Employee strikes in Guangdong in recent months have restarted the agenda of the Chinese government to promote the adoption of collective bargaining. These strikes have mainly affected foreign-owned companies.
(By way of definition, we have collective bargaining when the trade union representatives of a company negotiate, with the employer, minimum wages and other employment terms for all the employees of the company in question).

One of the reasons for the government’s promoting a more widespread adoption of collective bargaining is to provide a regulatory framework for conflicts between companies and employees and, as a result, prevent strike actions. 

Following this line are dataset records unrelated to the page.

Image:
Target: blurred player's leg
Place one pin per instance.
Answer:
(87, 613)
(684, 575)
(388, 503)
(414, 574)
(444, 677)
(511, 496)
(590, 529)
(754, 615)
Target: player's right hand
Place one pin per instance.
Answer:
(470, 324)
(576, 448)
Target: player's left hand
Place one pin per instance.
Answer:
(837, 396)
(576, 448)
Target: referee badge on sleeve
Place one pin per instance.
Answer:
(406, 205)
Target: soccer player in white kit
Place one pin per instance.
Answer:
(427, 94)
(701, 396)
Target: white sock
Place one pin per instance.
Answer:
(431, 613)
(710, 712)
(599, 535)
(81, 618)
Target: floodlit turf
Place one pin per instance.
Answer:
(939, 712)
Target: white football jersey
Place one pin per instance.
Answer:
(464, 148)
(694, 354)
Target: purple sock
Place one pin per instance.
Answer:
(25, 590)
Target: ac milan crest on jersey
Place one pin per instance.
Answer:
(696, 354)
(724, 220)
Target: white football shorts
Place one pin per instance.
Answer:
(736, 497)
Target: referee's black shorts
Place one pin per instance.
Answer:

The adoption of collective bargaining has important consequences for foreign-invested companies in China. Some of these are as follows:

1) The establishment of trade union organizations (associated with the All-China Federation of Trade Unions – ACFTU) at the company level. The current regulatory framework already provides that employees have the right to establish trade union organizations at the company level. However, the implementation of this legislation has not always been very strict.

2) The adoption of collective bargaining will (paradoxically) acknowledge the role of the employee strike. In fact, in western countries, strike action is fairly often threatened – and sometimes carried out – during the negotiation of collective agreements.

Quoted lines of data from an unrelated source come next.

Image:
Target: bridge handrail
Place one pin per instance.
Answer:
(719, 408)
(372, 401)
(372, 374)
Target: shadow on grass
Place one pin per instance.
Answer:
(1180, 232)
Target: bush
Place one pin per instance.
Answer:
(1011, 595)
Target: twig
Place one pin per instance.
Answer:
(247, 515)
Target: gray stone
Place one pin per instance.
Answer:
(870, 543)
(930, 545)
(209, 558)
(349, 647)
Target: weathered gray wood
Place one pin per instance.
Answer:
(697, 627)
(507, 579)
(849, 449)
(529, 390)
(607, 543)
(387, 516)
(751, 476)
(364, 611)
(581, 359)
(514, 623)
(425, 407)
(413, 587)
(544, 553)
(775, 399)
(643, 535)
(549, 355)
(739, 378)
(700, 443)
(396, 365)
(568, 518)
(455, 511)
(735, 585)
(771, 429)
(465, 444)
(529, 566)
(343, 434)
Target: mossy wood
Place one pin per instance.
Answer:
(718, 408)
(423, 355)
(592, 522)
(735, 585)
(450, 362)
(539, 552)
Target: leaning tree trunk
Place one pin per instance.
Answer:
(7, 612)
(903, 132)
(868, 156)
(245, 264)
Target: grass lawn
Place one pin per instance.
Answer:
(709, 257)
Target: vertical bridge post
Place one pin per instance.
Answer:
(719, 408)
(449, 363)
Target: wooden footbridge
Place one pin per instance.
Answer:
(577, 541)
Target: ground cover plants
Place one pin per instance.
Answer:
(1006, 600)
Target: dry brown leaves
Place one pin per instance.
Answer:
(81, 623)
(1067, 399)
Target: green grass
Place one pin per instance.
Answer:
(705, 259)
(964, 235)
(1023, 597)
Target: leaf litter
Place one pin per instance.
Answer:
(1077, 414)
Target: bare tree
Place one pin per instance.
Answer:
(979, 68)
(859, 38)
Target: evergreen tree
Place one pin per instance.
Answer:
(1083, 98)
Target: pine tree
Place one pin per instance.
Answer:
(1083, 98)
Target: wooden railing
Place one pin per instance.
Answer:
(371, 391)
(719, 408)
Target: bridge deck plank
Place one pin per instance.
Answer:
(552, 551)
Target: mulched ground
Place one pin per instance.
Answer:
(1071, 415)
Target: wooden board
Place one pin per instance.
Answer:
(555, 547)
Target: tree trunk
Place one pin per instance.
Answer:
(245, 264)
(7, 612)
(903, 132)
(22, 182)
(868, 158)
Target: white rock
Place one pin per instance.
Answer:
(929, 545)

3) The increased importance of trade unions within a company. It should be noted, however, that workers do not always agree to be represented by trade union officials associated with the ACFTU. They often elect new representatives to negotiate collective agreements with the company.

4) Increased costs. It is very likely that there will be more pressure on companies to increase minimum wages. In addition, as soon as trade union organizations at the company level are established, the company must make a monthly contribution to the trade union. This will be an amount equal to 2% of the total (gross) monthly wages of its employees.

What to do during this transition period

1) Stay up-to-date with the new regulations, at the national and local levels, on collective bargaining. The new legislation will likely introduce new obligations and burdens for businesses.

2) Get to know how the employees are organized. The recent strikes in Guangdong suggest that employees are rather distrustful of the official trade unions (which, at times, are regarded as closer to the employers’ than to the workers’ interests). The workers may prefer to directly elect their own representatives for contract negotiations with the company. Therefore, it may be helpful to know the structure of the labor force (places of origin, groups, or leaders – also known as “gongtou” (工头) or “laoda” (老大) to identify early on potential counterparts for negotiations.

3) Get to know the competent officers at the relevant local authorities because they will certainly be involved in cases of negotiations of collective agreements.

4) Do not think of collective bargaining as a mere formality aimed at implementing the minimum wages setout by the local government. The workers’ request for collective bargaining usually indicates their intention to obtain minimum wages higher than those indicated by the local government.

5) Adopt an internal code of conduct, a corporate best practice, on how to handle the negotiation of collective agreements and, if necessary, strike actions within the company.